From a developers ease of maintenance point of view, it would make sense to split the rule into e.g. door/windows action rule, dustbin check rule. I wouldn’t hesitate to do that either.
The key thing is so long as your rules complete nothing gets blocked.

For myself I do this stuff on the “time of day” model - that handles the crons, and I have multiple rules triggered off a state change to do the chores.

Thanks for the feedback. I know this and use this at the moment too.

I just want to know, if there is a best practice outside here how others do this.

To increase the thread pool is best practice.
Anything else would require to be applied to the code so it would be a user- or application-specific solution and as such not applicable in general.
Then again, it’s also best practice to avoid any long-running rule, so try optimizing those as well.

perfect, I will do my tuning that way. Thanks.

Note that this was changed in the latest ESH stable release (change number 12 in build 300). It’s now ruleEngine instead of RuleEngine.

1 Like

Thanks for pointing out.
By chance I got bitten by that Karaf auth disaster in #1386 so “luckily” I’m not there yet…

I take an opposite view and have never tinkered with thread limits :wink:
It probably helps I’m running a relatively powerful (old laptop) host and not a Pi, but the way I see it - if you’ve got X amount of processing to do, it matters little whether you do it in parallel chunks or serially.
So long as the host is multi-thread capable, other tasks will remain more responsive if housekeeping is confined to one thread.

I have several cron rules, none of them take a long time to execute.
But for the daily ones around midnight, I stagger them one every minute or so, so as to avoid conflict.
Be aware that the astro binding will recalculate the daily triggers at 30 seconds past midnight.

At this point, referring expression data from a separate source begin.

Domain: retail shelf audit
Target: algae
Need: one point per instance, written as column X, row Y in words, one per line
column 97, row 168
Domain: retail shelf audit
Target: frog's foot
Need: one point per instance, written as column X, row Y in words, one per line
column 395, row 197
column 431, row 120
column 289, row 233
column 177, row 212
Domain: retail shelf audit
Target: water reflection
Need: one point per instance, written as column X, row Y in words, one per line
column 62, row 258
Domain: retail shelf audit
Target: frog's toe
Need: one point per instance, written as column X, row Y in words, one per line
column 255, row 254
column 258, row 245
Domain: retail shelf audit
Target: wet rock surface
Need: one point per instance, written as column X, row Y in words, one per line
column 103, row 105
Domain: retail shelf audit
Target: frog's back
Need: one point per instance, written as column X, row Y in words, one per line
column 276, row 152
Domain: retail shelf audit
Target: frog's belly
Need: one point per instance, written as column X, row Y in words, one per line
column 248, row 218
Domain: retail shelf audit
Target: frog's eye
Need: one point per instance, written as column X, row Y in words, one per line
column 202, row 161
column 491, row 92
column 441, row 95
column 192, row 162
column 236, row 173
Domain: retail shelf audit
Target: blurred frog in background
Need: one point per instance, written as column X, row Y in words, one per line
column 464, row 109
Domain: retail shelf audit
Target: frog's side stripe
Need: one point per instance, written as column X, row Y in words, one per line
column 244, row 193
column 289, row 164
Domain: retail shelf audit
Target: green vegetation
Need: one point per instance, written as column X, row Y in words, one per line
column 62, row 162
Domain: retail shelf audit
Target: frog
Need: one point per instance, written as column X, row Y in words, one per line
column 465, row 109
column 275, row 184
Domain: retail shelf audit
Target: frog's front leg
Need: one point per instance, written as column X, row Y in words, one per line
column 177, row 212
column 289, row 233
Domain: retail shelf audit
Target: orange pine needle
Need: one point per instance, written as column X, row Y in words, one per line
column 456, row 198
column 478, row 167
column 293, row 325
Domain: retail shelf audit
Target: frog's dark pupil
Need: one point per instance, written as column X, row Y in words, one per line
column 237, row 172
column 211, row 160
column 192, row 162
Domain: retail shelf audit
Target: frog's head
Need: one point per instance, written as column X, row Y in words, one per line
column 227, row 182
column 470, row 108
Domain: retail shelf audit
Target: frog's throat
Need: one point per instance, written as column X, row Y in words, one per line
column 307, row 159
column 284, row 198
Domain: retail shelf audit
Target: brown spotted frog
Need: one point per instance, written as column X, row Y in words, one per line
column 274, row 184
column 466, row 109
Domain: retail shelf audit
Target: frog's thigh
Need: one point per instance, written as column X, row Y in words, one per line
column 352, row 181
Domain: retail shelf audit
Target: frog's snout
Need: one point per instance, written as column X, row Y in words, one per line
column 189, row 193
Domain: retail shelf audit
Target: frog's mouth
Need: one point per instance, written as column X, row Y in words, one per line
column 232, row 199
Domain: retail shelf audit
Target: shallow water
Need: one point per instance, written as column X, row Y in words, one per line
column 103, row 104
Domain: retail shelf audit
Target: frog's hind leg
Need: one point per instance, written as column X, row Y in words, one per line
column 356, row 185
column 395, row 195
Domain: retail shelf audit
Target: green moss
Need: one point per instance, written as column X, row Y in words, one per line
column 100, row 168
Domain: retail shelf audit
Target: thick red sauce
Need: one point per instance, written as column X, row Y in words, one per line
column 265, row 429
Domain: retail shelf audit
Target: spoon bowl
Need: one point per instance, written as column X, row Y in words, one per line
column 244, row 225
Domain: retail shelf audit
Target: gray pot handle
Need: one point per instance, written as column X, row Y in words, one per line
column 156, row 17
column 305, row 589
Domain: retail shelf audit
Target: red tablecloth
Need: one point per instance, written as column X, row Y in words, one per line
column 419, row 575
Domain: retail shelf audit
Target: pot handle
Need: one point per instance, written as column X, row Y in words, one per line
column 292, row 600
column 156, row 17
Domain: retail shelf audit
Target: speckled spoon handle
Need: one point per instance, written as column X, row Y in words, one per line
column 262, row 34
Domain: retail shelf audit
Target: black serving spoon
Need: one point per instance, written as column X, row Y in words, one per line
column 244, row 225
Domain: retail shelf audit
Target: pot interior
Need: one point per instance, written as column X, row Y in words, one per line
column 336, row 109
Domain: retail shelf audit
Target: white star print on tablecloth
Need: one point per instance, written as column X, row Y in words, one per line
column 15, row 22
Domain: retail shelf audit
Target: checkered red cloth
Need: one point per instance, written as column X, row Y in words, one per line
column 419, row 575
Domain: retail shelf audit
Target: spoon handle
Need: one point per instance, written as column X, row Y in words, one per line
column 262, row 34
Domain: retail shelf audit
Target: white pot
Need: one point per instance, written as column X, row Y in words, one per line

So people need to change their runtime.cfg for this to work in the future.
@Benjy, there’s a fairly new “feature” of the oh-distro install scripts(?) to display breaking changes on package install, is that under your control ? If so please add this one, if no do you know where to properly address this instead ?

I try to keep an eye out for breaking changes but anyone can make changes to the list. This probably went unnoticed as it’s marked as an API breaking change from the ESH repository only.

Only editing this file is needed, I can submit a PR if you wish but you are welcome to get there before me! :slight_smile:

Do you know this or do you assume this?

Nothing you list here should take more than few hundred milliseconds in total unless you are adding significant Thread::sleeps or calls to executeCommandLine or calls to sendHttp*Requests.

If you are just doing filters and loops on Groups this Rule should take much less than a second to run unless you are on a significantly underpowered machine like a RPi 1, even if your … bullet point is twice as long as the five preceding points.

To directly answer your question though, best practice is to avoid having your Rule sit around doing nothing but waiting.

If you do have loops with sleeps in them it would be better to replace the loops and sleeps with looping timers so you are not tying up any threads doing nothing.

As a slightly different way to answer this question, I wonder if you even need to do these checks at a certain time. It obviously depends on your rules implementation, which you didn’t really share much of.

For example, I would prefer the battery portion of the rule that you did share as an item or group based trigger. If you set the group of battery items to be a minimum type group them the value of the group will show the value of the battery item with the lowest value in the group. Trigger on group change and the rule will be triggered in real time if any items battery drops too low. Similar things could possibly be done with other portions of the rule too.